Compounding results
To be able to understand the merits of compound movements in exercise, it is important to first understand isolated exercise. An isolation exercise obviously targets one muscle group and one alone. The machines all over your gym may look complicated but are actually a system of levers, pulleys, and weights to ensure that each machine will work only so that one muscle group works while the others are resting. So shoulder presses or bicep curls with dumbbells or on the gym machine work just one muscle group at a time but if you do a lunge with a curl or a squat with a press, the whole movement places more effort on your spine and core along with your arms and legs, and teaches the body coordination and balance as well. It is like having lots of friends over for a party in one evening, if you are looking for some fun compared to having one friend over every evening. Sounds like a drag, doesn’t it!

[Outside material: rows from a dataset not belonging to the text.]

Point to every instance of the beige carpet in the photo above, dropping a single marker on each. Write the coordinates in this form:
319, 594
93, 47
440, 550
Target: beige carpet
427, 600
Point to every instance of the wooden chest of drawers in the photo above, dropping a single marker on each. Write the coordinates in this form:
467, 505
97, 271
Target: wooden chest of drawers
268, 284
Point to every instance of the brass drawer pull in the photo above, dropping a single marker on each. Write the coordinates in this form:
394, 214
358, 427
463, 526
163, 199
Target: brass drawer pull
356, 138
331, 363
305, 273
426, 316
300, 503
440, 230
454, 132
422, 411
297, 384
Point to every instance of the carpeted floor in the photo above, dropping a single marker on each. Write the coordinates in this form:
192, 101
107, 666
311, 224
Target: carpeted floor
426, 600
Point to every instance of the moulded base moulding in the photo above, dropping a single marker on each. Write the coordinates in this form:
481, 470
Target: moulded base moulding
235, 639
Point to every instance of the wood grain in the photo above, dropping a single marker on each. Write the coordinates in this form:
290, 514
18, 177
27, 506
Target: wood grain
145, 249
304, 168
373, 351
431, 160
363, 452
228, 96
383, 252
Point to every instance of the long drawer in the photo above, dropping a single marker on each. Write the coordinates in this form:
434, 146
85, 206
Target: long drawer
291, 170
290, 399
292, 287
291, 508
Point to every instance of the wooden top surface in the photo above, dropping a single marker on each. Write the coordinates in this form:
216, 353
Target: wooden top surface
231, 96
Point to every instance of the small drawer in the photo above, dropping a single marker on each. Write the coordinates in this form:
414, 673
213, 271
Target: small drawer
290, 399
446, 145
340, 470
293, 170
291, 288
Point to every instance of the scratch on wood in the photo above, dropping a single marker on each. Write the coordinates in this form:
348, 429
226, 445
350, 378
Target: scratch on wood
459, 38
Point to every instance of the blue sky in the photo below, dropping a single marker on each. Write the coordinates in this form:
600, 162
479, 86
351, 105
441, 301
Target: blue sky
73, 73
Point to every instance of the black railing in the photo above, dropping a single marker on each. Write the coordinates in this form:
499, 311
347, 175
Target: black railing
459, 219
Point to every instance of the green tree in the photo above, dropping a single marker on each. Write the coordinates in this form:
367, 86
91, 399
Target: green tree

So in a given time and place, it makes perfect sense to do a movement that uses more than one muscle set so that you can strengthen more muscles and burn more calories instead of just a few. This is where free weights come in the picture. You can use dumbbells, barbell or kettle bells, whichever takes your fancy.
Since compound exercise trains more than one muscle group at a time, most lifting work that is done with a barbell is a compound exercise. You not only train the primary muscle group which does the main work but also the secondary muscle groups that support the primary muscles.
Make the most of your time when working out
An example would be a squat with barbell or dumbbells. This is the most powerful exercise to tone and build muscle and to burn calories. Here the primary muscle would be the quads, and the secondary muscles working would be the hamstrings, glutes, abs and lower back. You could use a squat rack in the gym and if you are at home, you could use a barbell. Other examples includes deadlifts, lunges, pull ups, rows, bench press, dips, overhead press and pull ups.